Hello, world. I’m MacDara Conroy, and this is my blog.


Eclipsed

Sun with lens flare

I missed it. This morning most of Northern Europe experienced a partial eclipse of the sun. And seeing as I don’t happen to have a telescope and a piece of card handy, I missed it. The shot above is the best view I could manage. Crap, isn’t it?

Oh, if only it were overcast! In the right conditions, the cloud layers filter the sun’s beam, letting the solar disc shine through in a perfect outline while cutting out all that nasty, retina-melting glare. I’d only have to look up, and there I’d see it — the sun, with a chunk bitten off. But alas, this morning we were cursed with the clearest, bluest sky we’ve had in months. Fuck.

I missed the last one too, the better one. It was a morning in mid-August 1999. They issued warnings about going outdoors in the hours preceding — lest you be burned alive by magnified cosmic rays or some such, I don’t know. Anyway I had a shift on the concession stand at my local multiplex that morning, stuck behind the counter serving popcorn to gluttonous philistines as the sky grew gradually darker, so the warnings didn’t apply to me.

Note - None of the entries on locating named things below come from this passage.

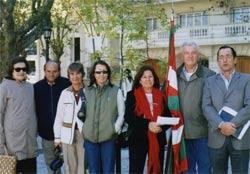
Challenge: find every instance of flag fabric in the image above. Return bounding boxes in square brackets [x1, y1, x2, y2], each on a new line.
[165, 20, 188, 174]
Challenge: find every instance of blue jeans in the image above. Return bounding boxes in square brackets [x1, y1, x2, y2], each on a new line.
[185, 138, 211, 174]
[84, 140, 115, 174]
[209, 137, 249, 174]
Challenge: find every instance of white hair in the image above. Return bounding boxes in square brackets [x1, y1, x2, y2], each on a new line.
[181, 41, 200, 52]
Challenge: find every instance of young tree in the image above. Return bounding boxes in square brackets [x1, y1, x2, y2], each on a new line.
[50, 0, 79, 61]
[0, 0, 54, 79]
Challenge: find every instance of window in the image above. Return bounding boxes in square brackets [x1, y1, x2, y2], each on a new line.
[146, 18, 159, 31]
[74, 37, 81, 61]
[231, 7, 250, 23]
[178, 12, 208, 27]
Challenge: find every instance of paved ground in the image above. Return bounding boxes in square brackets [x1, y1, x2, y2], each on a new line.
[37, 139, 250, 174]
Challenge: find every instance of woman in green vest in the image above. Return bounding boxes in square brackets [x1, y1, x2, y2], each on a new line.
[83, 60, 124, 174]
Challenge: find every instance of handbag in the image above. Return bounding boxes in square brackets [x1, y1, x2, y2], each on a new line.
[117, 123, 131, 148]
[0, 145, 16, 174]
[50, 146, 63, 172]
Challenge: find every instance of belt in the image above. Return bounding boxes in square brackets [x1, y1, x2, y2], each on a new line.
[63, 122, 72, 128]
[63, 122, 79, 130]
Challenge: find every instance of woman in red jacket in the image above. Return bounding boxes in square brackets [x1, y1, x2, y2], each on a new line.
[125, 65, 171, 173]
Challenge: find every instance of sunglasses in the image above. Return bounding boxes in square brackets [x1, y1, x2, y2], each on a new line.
[14, 67, 26, 72]
[95, 71, 108, 74]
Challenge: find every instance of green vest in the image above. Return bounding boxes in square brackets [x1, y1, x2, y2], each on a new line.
[83, 85, 118, 143]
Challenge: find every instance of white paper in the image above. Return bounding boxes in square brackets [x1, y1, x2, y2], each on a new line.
[156, 116, 180, 125]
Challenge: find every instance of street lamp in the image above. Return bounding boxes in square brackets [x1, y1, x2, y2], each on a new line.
[43, 26, 51, 62]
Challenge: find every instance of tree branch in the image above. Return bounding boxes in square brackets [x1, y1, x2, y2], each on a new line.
[17, 23, 44, 51]
[17, 0, 54, 37]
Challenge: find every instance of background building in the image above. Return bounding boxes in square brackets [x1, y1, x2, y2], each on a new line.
[26, 0, 250, 83]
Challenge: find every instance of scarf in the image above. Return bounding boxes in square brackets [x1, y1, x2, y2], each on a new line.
[134, 87, 164, 174]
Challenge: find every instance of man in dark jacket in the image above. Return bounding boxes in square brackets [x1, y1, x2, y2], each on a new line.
[34, 61, 70, 174]
[177, 42, 215, 174]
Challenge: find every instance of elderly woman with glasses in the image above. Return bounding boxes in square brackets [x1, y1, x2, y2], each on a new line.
[125, 65, 171, 174]
[0, 58, 37, 173]
[54, 62, 86, 174]
[83, 60, 124, 173]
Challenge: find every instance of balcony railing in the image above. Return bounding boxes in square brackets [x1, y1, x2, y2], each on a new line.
[133, 23, 250, 49]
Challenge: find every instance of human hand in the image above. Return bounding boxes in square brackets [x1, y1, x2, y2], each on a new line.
[0, 144, 5, 155]
[115, 122, 122, 134]
[220, 122, 236, 136]
[54, 141, 62, 148]
[148, 121, 162, 133]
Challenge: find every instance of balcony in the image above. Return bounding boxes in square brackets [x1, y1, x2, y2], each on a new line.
[132, 23, 250, 49]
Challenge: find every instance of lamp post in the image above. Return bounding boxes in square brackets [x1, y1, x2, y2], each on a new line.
[43, 26, 51, 62]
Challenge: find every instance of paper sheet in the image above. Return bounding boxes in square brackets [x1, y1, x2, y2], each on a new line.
[156, 116, 180, 125]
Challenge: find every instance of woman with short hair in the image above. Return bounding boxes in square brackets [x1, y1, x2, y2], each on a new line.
[124, 65, 171, 174]
[83, 60, 124, 174]
[0, 58, 37, 173]
[54, 62, 86, 174]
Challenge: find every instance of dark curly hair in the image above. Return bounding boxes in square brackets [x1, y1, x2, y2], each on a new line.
[132, 65, 160, 89]
[89, 60, 113, 87]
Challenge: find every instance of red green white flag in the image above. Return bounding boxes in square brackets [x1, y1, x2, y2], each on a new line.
[165, 20, 188, 174]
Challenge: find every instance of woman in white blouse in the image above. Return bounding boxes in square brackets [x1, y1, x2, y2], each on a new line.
[54, 62, 85, 174]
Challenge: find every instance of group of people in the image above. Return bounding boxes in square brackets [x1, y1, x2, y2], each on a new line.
[0, 42, 250, 174]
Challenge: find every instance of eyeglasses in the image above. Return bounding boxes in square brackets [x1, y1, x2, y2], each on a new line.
[95, 71, 108, 74]
[14, 67, 26, 72]
[218, 54, 234, 61]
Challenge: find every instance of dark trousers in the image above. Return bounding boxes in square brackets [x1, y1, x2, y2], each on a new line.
[185, 138, 211, 174]
[16, 158, 36, 174]
[84, 140, 115, 174]
[129, 146, 164, 174]
[209, 137, 249, 174]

Turns out, in the end, I didn’t really miss all that much. There was no sudden pseudo-nightfall like I expected; just a slight dimming, like what normally happens when a large cloud passes overhead. Big deal, I said to myself as I snatched glimpses at the glass-fronted foyer every now and then.

Now that I think about it, I didn’t really miss all that much today, either, which makes me feel a little bit better. Still, would have been nice though.